«Era lì con la sega in mano, sangue ovunque in casa»

Giulio Benozzo, genero della vittima, è stato il primo a entrare nell’appartamento. Il racconto della vicina. La rabbia e il malore della figlia Daniela, ricoverata

MESTRE. «Lei non può capire. Non ci sono parole per spiegare la scena che mi sono trovato davanti agli occhi dopo essere entrato in casa».

Il racconto di Giulio Benozzo, genero di Nelly Pagnussat, si ferma alla porta d’ingresso dell’appartamento dell’anziana, al secondo piano della palazzina di via Ca’ Venier 22. Perché oltre quella porta c’è la scena di un delitto maturato nell’abisso più profondo dell’animo umano. C’erano i sacchi di plastica, quell’uomo con il volto stravolto, il martello e la sega elettrica. «Lui era ancora lì», prosegue Benozzo, «ho cercato di chiuderlo dentro. Ma lui aveva le chiavi dell’appartamento, si è aperto la porta ed è andato a rifugiarsi a casa sua, al piano di sopra. Per noi famiglie, capire che cosa sia accaduto nella mente di quell’uomo, è davvero inconcepibile». C’era qualche screzio con alcuni vicini, per via del volume della musica, che a volte teneva troppo alto, ma non con l’anziana vittima.

Venerdì pomeriggio Nelly Pagnussat non rispondeva al telefono alla figlia Rosanna, residente a Mira, che l’aveva cercata più volte senza ottenere risposte. Per questo Rosanna dopo le 19 telefona a Antonia Longo Zago, la donna che abita nell’appartamento al primo piano di via Ca’ Venier e che è appena tornata a casa dopo essere stata alla chiesa dei Cappuccini dove, come volontaria, si occupa di tenere in ordine la chiesa.
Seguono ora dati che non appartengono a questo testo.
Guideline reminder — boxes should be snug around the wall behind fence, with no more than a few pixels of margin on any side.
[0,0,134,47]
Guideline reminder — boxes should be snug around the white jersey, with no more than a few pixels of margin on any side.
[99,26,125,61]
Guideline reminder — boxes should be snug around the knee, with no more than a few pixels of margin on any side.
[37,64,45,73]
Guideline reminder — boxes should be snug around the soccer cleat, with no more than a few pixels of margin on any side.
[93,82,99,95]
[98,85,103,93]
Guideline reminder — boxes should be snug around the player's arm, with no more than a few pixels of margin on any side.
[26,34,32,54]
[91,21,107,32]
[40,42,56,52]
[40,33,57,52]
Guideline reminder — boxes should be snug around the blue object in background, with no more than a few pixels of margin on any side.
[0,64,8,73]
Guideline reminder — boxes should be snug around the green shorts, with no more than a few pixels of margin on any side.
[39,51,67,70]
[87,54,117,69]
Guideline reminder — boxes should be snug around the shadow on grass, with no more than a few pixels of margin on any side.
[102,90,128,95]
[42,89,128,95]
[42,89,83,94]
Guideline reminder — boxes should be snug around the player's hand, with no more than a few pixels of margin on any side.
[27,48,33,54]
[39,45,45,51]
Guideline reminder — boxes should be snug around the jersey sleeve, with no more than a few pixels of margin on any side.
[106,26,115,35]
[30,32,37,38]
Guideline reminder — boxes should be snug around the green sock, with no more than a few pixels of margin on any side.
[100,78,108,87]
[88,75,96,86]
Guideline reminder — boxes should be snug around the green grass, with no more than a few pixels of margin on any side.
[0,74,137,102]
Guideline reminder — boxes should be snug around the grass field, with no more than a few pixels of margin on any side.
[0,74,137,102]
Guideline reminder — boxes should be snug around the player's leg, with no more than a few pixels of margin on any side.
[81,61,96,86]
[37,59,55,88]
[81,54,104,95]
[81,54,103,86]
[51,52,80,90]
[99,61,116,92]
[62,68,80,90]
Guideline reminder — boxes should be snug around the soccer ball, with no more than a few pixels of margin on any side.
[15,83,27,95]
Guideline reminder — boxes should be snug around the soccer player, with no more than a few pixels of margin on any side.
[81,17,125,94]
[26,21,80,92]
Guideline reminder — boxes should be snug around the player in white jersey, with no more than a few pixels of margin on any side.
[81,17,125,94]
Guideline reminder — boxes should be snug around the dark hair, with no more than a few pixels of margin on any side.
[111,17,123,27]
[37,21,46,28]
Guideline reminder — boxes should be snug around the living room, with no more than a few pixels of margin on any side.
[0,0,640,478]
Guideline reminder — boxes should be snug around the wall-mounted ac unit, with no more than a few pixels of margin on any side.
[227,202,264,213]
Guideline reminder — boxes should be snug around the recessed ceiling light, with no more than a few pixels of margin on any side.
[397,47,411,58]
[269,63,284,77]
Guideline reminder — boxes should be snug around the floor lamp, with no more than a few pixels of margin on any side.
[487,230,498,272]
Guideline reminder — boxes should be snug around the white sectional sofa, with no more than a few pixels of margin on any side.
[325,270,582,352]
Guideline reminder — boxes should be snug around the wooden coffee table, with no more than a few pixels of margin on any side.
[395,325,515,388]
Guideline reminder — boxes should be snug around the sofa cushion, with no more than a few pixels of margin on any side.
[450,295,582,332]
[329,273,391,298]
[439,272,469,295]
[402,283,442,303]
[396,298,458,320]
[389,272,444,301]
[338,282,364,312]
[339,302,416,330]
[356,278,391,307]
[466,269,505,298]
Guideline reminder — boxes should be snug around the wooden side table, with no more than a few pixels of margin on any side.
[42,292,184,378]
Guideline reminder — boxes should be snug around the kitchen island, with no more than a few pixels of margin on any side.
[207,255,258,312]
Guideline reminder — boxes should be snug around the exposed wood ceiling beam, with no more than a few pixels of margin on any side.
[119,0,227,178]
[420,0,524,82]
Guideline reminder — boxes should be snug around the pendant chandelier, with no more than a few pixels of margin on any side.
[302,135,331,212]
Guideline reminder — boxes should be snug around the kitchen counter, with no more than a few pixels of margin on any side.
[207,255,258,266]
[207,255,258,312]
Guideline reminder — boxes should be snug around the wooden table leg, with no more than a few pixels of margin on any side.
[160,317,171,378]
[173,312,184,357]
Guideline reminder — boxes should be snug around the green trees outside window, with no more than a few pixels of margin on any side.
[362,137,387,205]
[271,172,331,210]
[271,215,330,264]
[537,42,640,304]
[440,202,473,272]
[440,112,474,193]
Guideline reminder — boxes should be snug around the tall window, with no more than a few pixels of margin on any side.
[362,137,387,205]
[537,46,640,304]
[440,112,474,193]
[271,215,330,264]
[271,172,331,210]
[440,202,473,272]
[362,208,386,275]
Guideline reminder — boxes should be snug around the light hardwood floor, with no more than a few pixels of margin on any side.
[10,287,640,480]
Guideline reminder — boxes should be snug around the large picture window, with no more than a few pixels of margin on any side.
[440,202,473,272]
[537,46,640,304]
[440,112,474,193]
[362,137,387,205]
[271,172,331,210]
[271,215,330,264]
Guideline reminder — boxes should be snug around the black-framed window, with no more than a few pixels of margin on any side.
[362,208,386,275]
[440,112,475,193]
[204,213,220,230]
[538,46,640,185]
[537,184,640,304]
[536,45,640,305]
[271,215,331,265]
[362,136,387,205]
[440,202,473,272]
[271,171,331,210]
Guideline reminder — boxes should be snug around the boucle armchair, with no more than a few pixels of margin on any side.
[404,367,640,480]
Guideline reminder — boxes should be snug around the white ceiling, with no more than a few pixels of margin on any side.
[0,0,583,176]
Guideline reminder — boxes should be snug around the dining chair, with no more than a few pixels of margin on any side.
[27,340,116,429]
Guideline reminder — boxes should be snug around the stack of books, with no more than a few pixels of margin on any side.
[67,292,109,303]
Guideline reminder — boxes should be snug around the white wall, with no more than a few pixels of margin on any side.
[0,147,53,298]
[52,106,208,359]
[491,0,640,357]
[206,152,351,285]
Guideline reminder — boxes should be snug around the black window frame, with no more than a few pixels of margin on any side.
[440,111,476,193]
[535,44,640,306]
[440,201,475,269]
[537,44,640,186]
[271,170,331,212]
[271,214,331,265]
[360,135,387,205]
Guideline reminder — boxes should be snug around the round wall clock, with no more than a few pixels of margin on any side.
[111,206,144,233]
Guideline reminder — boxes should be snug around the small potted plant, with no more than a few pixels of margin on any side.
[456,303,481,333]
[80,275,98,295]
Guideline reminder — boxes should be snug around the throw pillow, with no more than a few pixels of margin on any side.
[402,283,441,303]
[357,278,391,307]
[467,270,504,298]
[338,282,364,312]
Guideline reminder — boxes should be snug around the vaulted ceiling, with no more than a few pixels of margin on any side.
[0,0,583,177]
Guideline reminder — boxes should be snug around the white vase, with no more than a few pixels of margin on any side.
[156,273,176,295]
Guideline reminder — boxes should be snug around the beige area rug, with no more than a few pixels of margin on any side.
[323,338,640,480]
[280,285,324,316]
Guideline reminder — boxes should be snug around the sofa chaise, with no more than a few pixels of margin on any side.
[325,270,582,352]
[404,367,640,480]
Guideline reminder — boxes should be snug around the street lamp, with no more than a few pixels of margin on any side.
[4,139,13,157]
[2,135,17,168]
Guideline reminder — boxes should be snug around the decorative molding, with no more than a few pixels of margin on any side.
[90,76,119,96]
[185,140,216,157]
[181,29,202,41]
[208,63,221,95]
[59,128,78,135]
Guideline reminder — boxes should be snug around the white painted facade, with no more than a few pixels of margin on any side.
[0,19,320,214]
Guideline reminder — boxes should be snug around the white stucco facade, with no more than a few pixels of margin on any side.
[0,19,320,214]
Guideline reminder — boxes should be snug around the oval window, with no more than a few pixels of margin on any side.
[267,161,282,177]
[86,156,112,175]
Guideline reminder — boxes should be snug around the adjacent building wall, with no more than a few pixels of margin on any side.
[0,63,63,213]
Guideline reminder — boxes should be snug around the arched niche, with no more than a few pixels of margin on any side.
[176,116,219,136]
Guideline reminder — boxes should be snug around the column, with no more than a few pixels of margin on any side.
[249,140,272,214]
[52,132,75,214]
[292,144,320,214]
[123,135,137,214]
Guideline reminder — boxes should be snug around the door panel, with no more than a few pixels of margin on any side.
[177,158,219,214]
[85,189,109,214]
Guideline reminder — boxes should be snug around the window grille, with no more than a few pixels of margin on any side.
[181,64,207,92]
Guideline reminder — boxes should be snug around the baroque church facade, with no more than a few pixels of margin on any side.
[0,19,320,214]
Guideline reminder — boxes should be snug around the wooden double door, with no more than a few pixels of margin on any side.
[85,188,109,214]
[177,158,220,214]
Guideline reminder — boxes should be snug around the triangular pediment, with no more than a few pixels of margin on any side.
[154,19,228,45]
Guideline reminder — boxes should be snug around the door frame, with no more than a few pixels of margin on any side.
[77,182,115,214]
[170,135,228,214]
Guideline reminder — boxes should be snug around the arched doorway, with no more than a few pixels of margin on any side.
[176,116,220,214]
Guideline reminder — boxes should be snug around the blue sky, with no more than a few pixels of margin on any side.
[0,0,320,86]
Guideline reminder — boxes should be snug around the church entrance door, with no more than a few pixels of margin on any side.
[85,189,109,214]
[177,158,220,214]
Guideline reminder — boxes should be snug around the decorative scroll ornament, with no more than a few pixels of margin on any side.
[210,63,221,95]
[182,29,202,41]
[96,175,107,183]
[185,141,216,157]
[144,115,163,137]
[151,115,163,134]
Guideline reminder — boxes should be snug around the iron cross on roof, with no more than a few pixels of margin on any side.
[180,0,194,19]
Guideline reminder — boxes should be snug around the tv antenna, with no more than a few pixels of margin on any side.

Le due anziane sono amiche, tutti i giorni recitano insieme il rosario e si tengono compagnia. «Quando sono uscita, alle 17.30 la luce era accesa, lo stesso quando sono tornata», racconta l’anziana. «Ho ricevuto la telefonata di Rosanna, sono salita al piano di sopra e ho bussato alla porta ma non mi ha risposto. Ho provato a bussare più volte fino a che ho sentito dei rumori che provenivano dall’interno».

Alla donna viene il dubbio che l’amica Nelly si possa essere sentita male, magari è a terra e sta facendo rumore per attirare la nostra attenzione, pensa l’anziana. Antonia Longo Zago chiama Rosanna che a sua volta chiama la sorella Daniela, di Marghera, e le chiede, essendo più vicina all’appartamento della madre, di andare a controllare che cosa possa essere accaduto. Verso le 20 Daniela e il marito arrivano in via Ca’ Venier. Daniela, nel 2008 è colpita da un ictus - come aveva raccontato lei stessa aderendo a un progetto teatrale in cui aveva interpretato con coraggio Ofelia - decide di aspettare fuori proprio per la paura che assistere alla scena della madre che si immaginava caduta dal letto le possa provocare uno choc emotivo.

Al pianerottolo del secondo piano salgono quindi il marito, e con lui Antonia Longo Zago. Aprono la porta dell’appartamento. C’è Riccardo Torta. «Perché prima, quando ho bussato, non hai aperto la porta?», gli chiede d’istinto l’anziana. «Perché si è sentita male», risponde l’uomo alludendo a Nelly Pagnussat. «In mano aveva ancora la sega elettrica e un martello, abbiamo girato lo sguardo e c’era sangue dappertutto», dice ancora la donna. «Del resto», aggiunge con pietà, «non si può raccontare».

E mentre l’uomo si barrica nel suo appartamento, al quarto piano, scatta l’allarme alla polizia, che poi arriverà in massa nella piccola laterale di via Ca’ Savorgnan. È lì fuori che la figlia Daniela colta dalla disperazione e della rabbia, urla contro l’omicida si sua madre, quando i poliziotti lo portano via caricandolo su un’ambulanza. Colta da malore - e considerata la sua storia sanitaria - viene portata all’ospedale di Mestre, ricoverata e tenuta sotto osservazione. Le sue dimissioni sono previste per oggi.